Current trends in the timing of puberty have been reported recently in both sexes. In North American boys, recent data indicate earlier genital growth (3). However, that study has elicited significant criticism, because the boys were not investigated thoroughly, although strong conclusions were drawn from the data. European studies do not support the American experience of strikingly earlier onset of puberty, e.g., in the Netherlands, a halt in the trend toward earlier puberty has been found during the last decades (4). Therefore, further studies are needed to confirm the earlier onset of puberty in male and female American adolescents.

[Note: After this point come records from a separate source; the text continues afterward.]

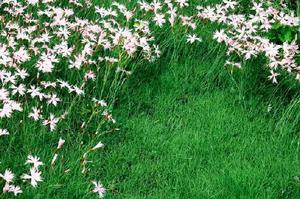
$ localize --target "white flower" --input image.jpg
[57,138,65,149]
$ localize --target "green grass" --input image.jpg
[94,43,300,199]
[0,0,300,199]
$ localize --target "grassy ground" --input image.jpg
[96,42,300,199]
[0,0,300,199]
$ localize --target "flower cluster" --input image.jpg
[0,155,43,196]
[0,0,300,198]
[197,0,300,83]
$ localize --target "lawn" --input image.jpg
[0,0,300,199]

A subgroup of children having exceptionally early puberty are those adopted from developing countries. These children are often malnourished on arrival in their new home country. Early or even precocious puberty can result in a final height much lower than expected, but this height may not be much different from that of peers living in the country of origin. One speculation is that the intensive growth period after adaptation is "corrected" by an earlier onset of puberty, which results in a final height that is consistent with the original genetic growth potential.
Endocrine Changes During Puberty Gonadotropin-Releasing Hormone and Gonadotropins
The hypothalamus-pituitary-gonadal axis is already mature in the fetal period. Gonadotropin-releasing hormone (GnRH) is produced by hypothalamic neurons that originate from the medial olfactory placode of the nose. These neurons migrate during central nervous system (CNS) development and are finally located in the arcuate nucleus, in the preoptic area and in the medial basal hypothalamus. During gestation, there is an increase in GnRH content, which reaches its peak at 34-38 wk in the male fetus (5). The secondary plexus of the portal capillary network is completed by weeks 19-21, coinciding with a striking rise of circulating gonadotropin levels at midgesta-tion in both male and female fetuses. After midgestation, high circulating gonadotropin levels decrease to low levels at birth. This change in gonadotropin secretion results from the development of negative feedback system to sex steroids, as well as from the development of inhibiting influences from the CNS to the GnRH neurons (vide infra).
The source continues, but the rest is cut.